Le Forum de « la Ceinture et la Route » pour la coopération internationale a pour but de renforcer le partenariat créé dans le cadre de l’initiative « la Ceinture et la Route » et de faire avancer la coopération internationale sur le développement.

Vu par certains experts comme le nouveau modèle de mondialisation, ces nouvelles routes de la Soie ont un avantage substantiel pour la Chine et ses partenaires. D’ailleurs, les médias ont mit en exergue les principaux secteurs, ayant eu des retombées positives.

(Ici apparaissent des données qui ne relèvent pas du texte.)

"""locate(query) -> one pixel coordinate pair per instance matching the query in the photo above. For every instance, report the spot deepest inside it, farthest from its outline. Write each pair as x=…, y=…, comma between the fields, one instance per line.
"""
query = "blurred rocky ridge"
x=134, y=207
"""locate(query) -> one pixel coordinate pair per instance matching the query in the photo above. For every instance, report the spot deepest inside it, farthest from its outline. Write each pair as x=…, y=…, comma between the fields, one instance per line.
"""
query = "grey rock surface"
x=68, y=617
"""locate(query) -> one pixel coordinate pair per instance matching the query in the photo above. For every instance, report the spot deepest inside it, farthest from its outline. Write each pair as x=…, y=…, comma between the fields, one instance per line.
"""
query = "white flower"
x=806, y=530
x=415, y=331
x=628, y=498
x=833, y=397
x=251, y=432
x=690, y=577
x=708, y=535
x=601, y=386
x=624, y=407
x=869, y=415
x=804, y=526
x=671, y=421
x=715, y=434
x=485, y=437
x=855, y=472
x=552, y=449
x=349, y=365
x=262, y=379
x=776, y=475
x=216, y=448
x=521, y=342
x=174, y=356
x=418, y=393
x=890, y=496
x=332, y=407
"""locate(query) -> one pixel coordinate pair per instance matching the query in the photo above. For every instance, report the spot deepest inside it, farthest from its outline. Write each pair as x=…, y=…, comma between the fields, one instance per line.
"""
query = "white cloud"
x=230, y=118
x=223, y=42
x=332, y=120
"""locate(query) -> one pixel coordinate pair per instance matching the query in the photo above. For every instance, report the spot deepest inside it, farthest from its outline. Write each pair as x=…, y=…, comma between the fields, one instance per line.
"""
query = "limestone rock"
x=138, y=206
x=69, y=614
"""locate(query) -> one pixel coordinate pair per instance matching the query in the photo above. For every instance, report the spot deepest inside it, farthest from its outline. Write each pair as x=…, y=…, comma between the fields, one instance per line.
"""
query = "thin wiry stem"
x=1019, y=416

Le bilan est relativement positif sur les plans économiques, commerciaux, culturels et diplomatiques.

Investissement et Commerce

Depuis le lancement de cette initiative en 2013, la Chine a investi plus de 50 milliards de dollars (47 milliards d’euros) dans les pays le long de « la Ceinture et la Route ». Des nouveaux contrats d’une valeur de 126 milliards de dollars (118,4 milliards d’euros) pour des projets en 2016, ce qui représente une hausse de 36% en glissement annuel.

Le commerce de la Chine avec les pays le long de « la Ceinture et la Route » a augmenté de 0,5% en glissement annuel pour atteindre 6’250 milliards de yuans (852 milliards d’euros) en 2016, contre une baisse de 0,9% de l’ensemble du commerce extérieur de la Chine.

Coopération entreuprenariale

Fin 2016, les entreprises chinoises ont construit 56 zones de coopération économique et commerciale dans plus de 20 pays le long de « la Ceinture et la Route », avec un investissement total dépassant 18,5 milliards de dollars (17,4 milliards d’euros), générant des revenus fiscaux d’environ 1,1 milliard de dollars (1 mds euros) et créant près de 180.000 emplois locaux.

La connectivité ferroviaire et terrestre

Beijing a signé plus de 130 accords bilatéraux et régionaux de transport avec les pays impliqués pour améliorer la connectivité.

Les trains de transport express de marchandises Chine-Europe ont desservi plus de 28 villes dans 11 pays européens depuis en 2011.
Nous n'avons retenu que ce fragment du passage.